You show no track record for marine — can you actually build to this sector?
Straight answer: we do not yet hold a marine and offshore reference we can cite, so we will not claim one. What we do hold is the engineering the sector needs, proven across our fan range in other industries — salt-grade corrosion metallurgy, rigid baseframes for dynamic loads, spark-resistant and ATEX self-declared construction, and emergency high-temperature duty. This is an engineered-capability page: tell us your duty and your class-society scope, and we engineer the fan to it and prove it on the rig. A credible single source names its own boundaries before you discover them.
How do you protect a marine fan against salt corrosion?
We size the metallurgy and the coating to the exposure. On the wetted and salt-exposed surfaces we select 316L stainless or FRP; on structural steel we specify hot-dip galvanising or a marine-grade multi-coat paint system; and we keep sealed, greased-for-life bearings out of the salt air. Plain mild steel can pit and lose coating within 12 to 24 months in a marine atmosphere, which is why the corrosion answer is engineered to your salinity and exposure, not a default. Send us the environment and the class rule and we specify it on the GA drawing you sign off.
The deck rolls, pitches and can shock the machine. How is the fan built for motion?
The baseframe and pedestal are engineered for the class-defined roll, pitch and shock case, not a static landside base. That means a rigid, ribbed structure, anti-vibration mounts and flexible connections where the rules require, locked and marine-rated fasteners, and dynamic balance to ISO 21940 G2.5 (G1.0 on application) so the fan runs smooth while the vessel moves. Give us your class society's motion and shock criteria and we design the mounting and the structure to them.
Our platform has hazardous areas. Can you supply a gas-safe, spark-resistant fan?
Yes, to the area classification you give us. We build spark-resistant construction with non-sparking wheel and inlet-cone material pairings, and ATEX Zone 2/22 is self-declared per 2014/34/EU (Category 3) where the classification calls for it. To be precise, that ATEX declaration is a self-declaration of conformity, not a third-party certification. Tell us the zone, the gas group and the temperature class, and we engineer the construction and the declaration to match.
Do you build emergency smoke and fire fans to a marine fire duration?

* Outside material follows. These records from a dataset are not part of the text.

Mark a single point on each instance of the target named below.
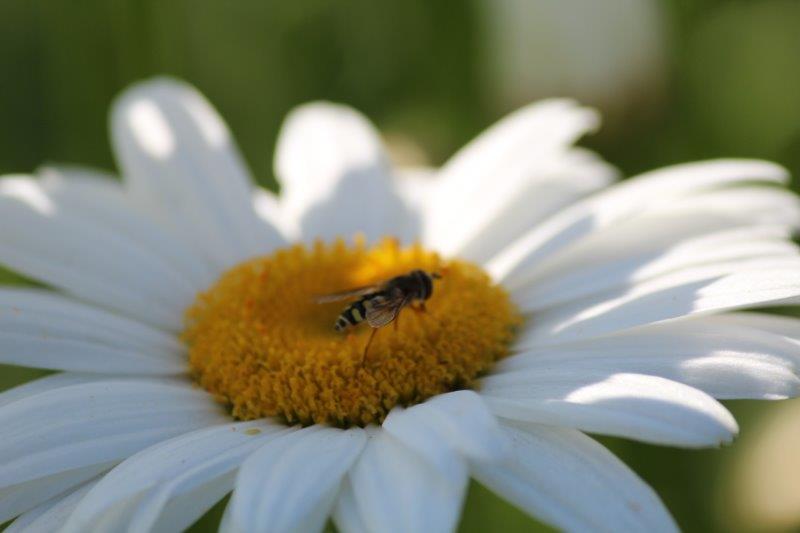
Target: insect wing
(348, 294)
(383, 312)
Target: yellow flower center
(259, 340)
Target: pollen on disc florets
(260, 342)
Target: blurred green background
(675, 80)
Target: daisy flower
(195, 360)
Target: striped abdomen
(353, 314)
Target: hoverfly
(380, 304)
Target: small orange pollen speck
(259, 341)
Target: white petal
(573, 483)
(785, 326)
(54, 381)
(269, 207)
(346, 515)
(395, 490)
(178, 157)
(45, 330)
(102, 200)
(290, 483)
(518, 199)
(446, 430)
(335, 176)
(630, 198)
(52, 514)
(23, 497)
(87, 424)
(92, 262)
(724, 360)
(541, 127)
(190, 472)
(692, 291)
(521, 162)
(645, 408)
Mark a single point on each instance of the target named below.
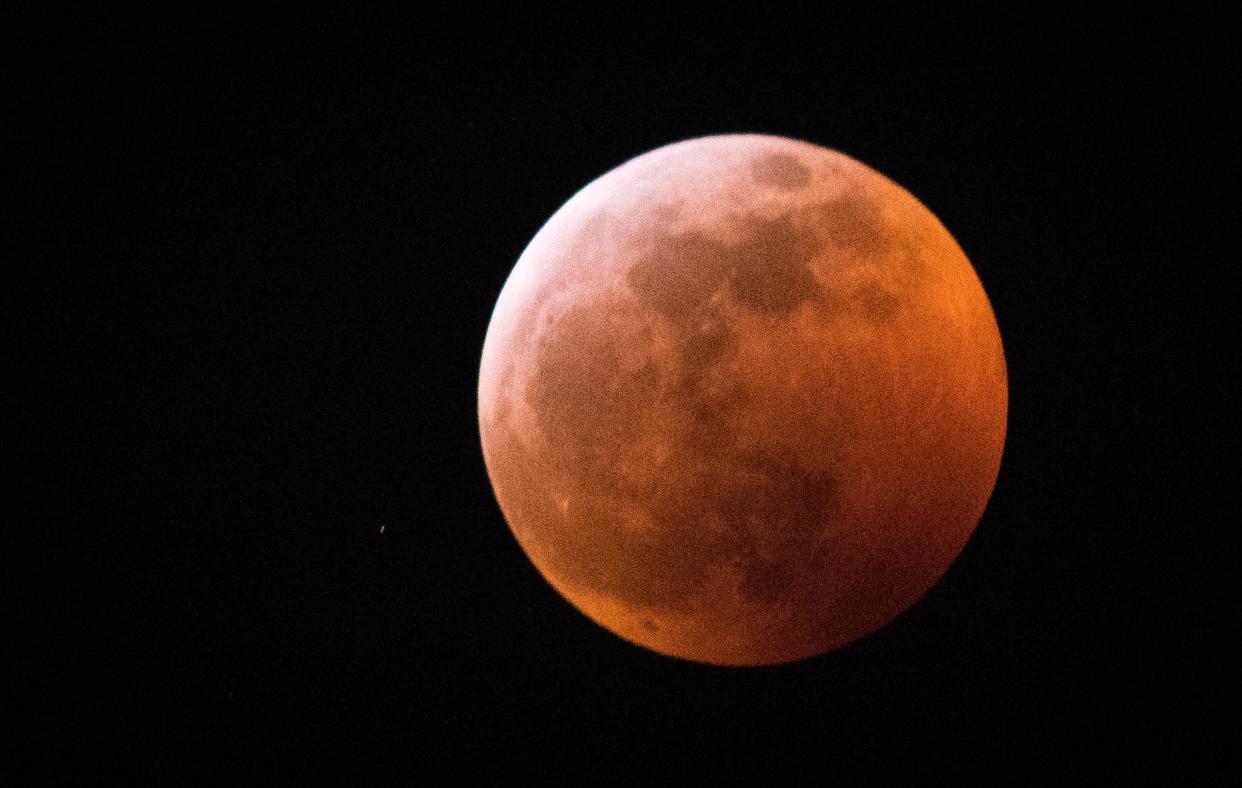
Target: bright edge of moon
(743, 400)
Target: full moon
(743, 400)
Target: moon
(743, 400)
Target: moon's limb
(743, 399)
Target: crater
(853, 223)
(780, 169)
(877, 303)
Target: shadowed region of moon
(743, 400)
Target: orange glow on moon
(743, 400)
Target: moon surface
(743, 400)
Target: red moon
(743, 400)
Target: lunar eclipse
(743, 400)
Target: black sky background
(267, 252)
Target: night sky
(266, 252)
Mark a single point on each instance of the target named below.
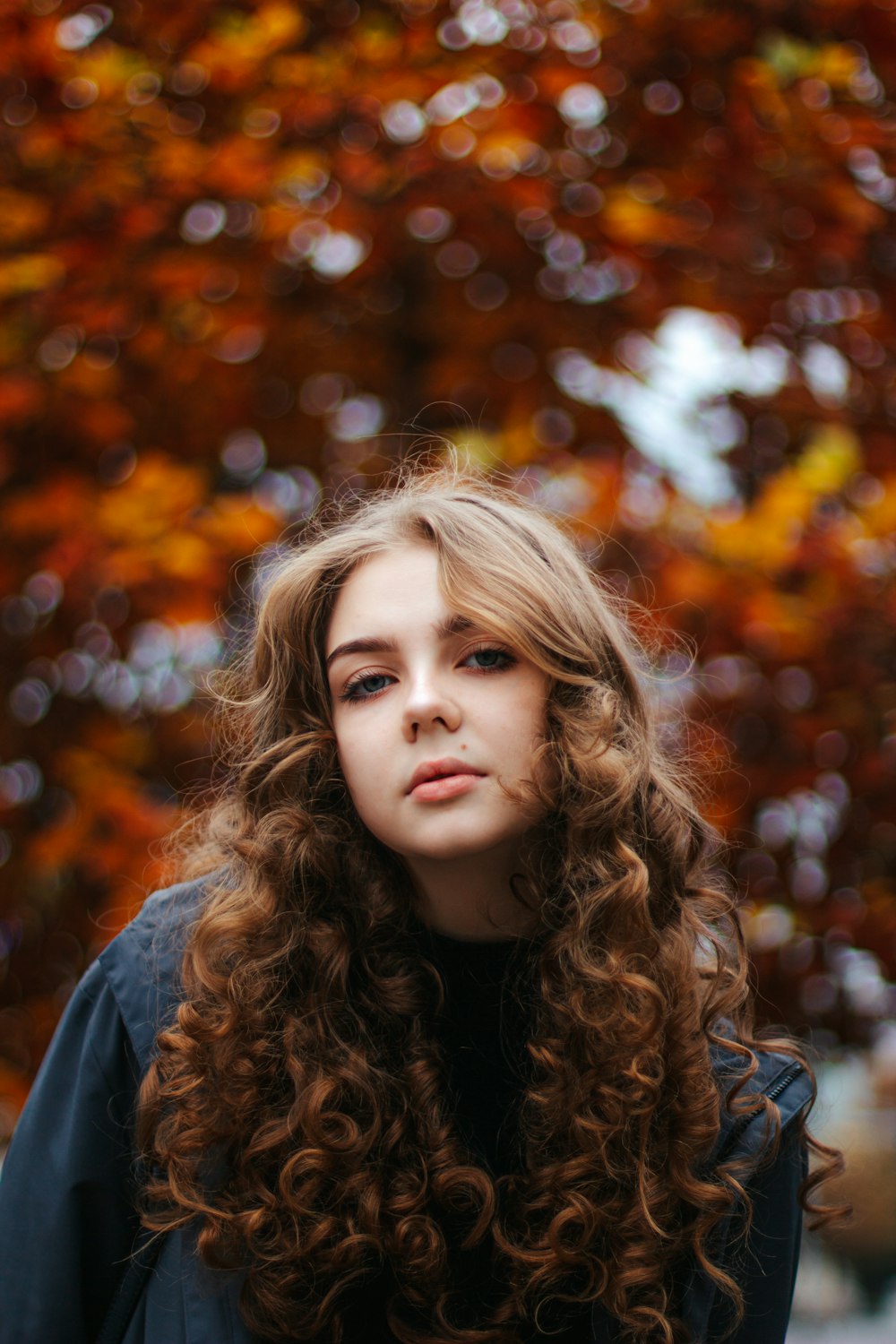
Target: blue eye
(365, 687)
(490, 660)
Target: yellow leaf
(30, 271)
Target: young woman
(446, 1035)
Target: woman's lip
(446, 787)
(440, 769)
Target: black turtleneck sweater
(482, 1035)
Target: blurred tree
(638, 254)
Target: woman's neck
(471, 900)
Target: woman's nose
(429, 704)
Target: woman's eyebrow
(371, 644)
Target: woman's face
(430, 715)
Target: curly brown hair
(297, 1107)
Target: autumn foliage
(638, 254)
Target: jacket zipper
(772, 1094)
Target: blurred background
(637, 255)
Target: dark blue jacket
(67, 1222)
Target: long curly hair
(297, 1107)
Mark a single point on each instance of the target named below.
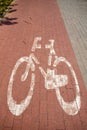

Yes. We build emergency smoke-and-fire extraction construction rated to hold flow at high temperature for a class-required duration — commonly 300 °C for 2 hours, or the exact rating and duration your class society specifies. The motor, wheel and construction are selected so the fan keeps moving air when the space it serves is on fire. Give us the class rule and the required temperature-time rating and we engineer to it.
Do you performance-test the fans, and what about AMCA, CE, ATEX and quality certification?
Every fan is performance-tested in-house to the AMCA 210 / ISO 5801 method on our 200 HP VFD test rig, and dynamically balanced to ISO 21940 G6.3 as standard (G2.5 / G1.0 on application), with the test witnessed on request. To be precise: that in-house testing is to the AMCA 210 / ISO 5801 method, not AMCA-certified, and we are not an AMCA member; CE is self-declared per 2006/42/EC and 2014/35/EU, and ATEX Zone 2/22 is self-declared per 2014/34/EU (Category 3) where the area classification calls for it — those are self-declarations of conformity, not third-party certifications. Our only third-party certification is ISO 9001:2015. Class-society approval and witnessing is handled as project-specific scope to your named society.